As part of an academic project associated with Northeastern University, an in-depth investigation was conducted into the influential factors impacting housing prices in Boston. Employing robust data analysis techniques, the study sought to uncover the relationship between neighborhood attributes and housing prices. This comprehensive analysis was carried out during the period from Feb 2018 to March 2018.
Methodology Used :
The primary tool utilized for data processing and analysis was RStudio, a powerful statistical software environment. The dataset pertaining to Boston Housing was subjected to meticulous cleaning, filtering, and transformation processes. These crucial steps served to eliminate redundancies and discrepancies, ensuring the accuracy and reliability of the subsequent analysis.
Data Visualization:
To gain valuable insights and a deeper understanding of the data, various visualization techniques were employed. Notably, boxplot visualizations were effectively utilized to present the dataset's key characteristics and identify potential patterns and outliers. Through the judicious use of these graphical representations, meaningful trends and correlations were discerned.
Findings:
The visual exploration of the dataset yielded significant results regarding the impact of neighborhood attributes on housing prices. Notably, it was observed that higher levels of pollution were associated with decreased housing prices. This insightful finding sheds light on an important aspect of the Boston housing market, potentially informing decision-making processes for both prospective buyers and property investors.
Conclusion:
This data visualization and analysis project provided valuable insights into the intricate dynamics of the Boston Housing market. By leveraging advanced statistical tools and visualization techniques, the study successfully demonstrated the link between neighborhood attributes and housing prices. The knowledge gained from this analysis holds practical implications for the real estate industry and serves as a testament to the rigorous research conducted by the academic team associated with Northeastern University.

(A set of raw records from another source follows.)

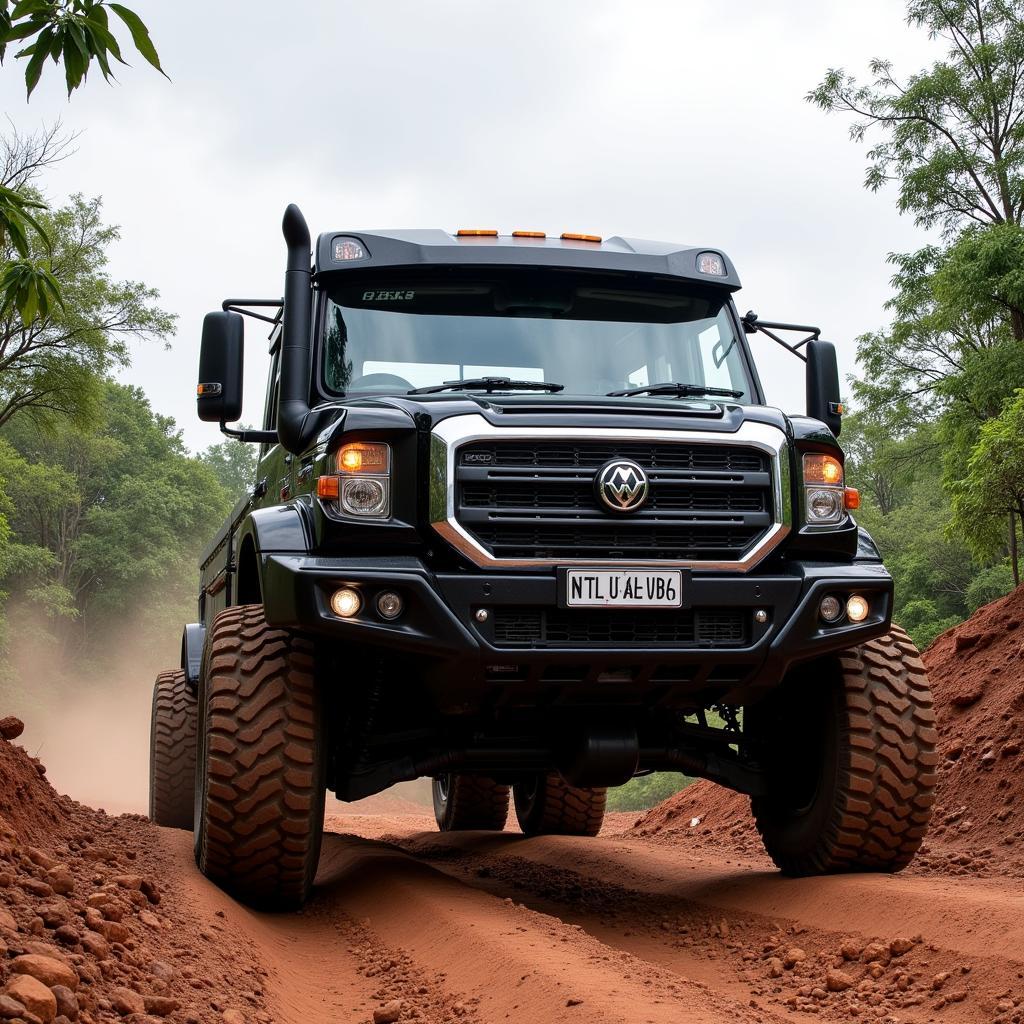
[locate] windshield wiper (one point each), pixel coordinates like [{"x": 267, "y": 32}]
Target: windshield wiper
[
  {"x": 488, "y": 384},
  {"x": 679, "y": 391}
]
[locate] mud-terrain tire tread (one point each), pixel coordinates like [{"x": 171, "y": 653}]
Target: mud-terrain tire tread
[
  {"x": 474, "y": 803},
  {"x": 555, "y": 808},
  {"x": 262, "y": 772},
  {"x": 888, "y": 765},
  {"x": 172, "y": 751}
]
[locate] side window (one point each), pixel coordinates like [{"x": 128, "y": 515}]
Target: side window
[{"x": 272, "y": 396}]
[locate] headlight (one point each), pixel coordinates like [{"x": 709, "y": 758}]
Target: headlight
[
  {"x": 360, "y": 485},
  {"x": 824, "y": 489}
]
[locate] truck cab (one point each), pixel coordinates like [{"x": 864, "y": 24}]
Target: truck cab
[{"x": 524, "y": 523}]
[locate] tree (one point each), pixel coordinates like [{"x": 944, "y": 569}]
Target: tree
[
  {"x": 992, "y": 492},
  {"x": 951, "y": 135},
  {"x": 75, "y": 32},
  {"x": 233, "y": 463},
  {"x": 53, "y": 365}
]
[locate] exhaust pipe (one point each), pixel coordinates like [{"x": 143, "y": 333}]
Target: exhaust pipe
[{"x": 296, "y": 425}]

Ambulatory Stress Level Device
Vidyalankar Institute of Technology (Undergraduate) 2015
We developed a prototype that was built and integrated into a compact hardware model.
Researched online and offline parameters of stress, present systems used, and components needed.
We studied the pin configurations of amplifiers INA128 and LM358, voltage regulator LM7805, and voltage inverter LMC7660.
Designed and successfully simulated the circuits of the ECG amplifier, GSR, and power supply on the Multisim.
Implemented all the circuits on the PCB, soldered the parts, and performed the required tests on the PCB.
Solar Powered Model Boat
Vidyalankar Institute of Technology (Undergarduate) 2010
Designed and integrated different components used to make the working model.
Researched solar panels, and motors to be used for hull designs.
Conducted different tests to check the functionality of the model and components.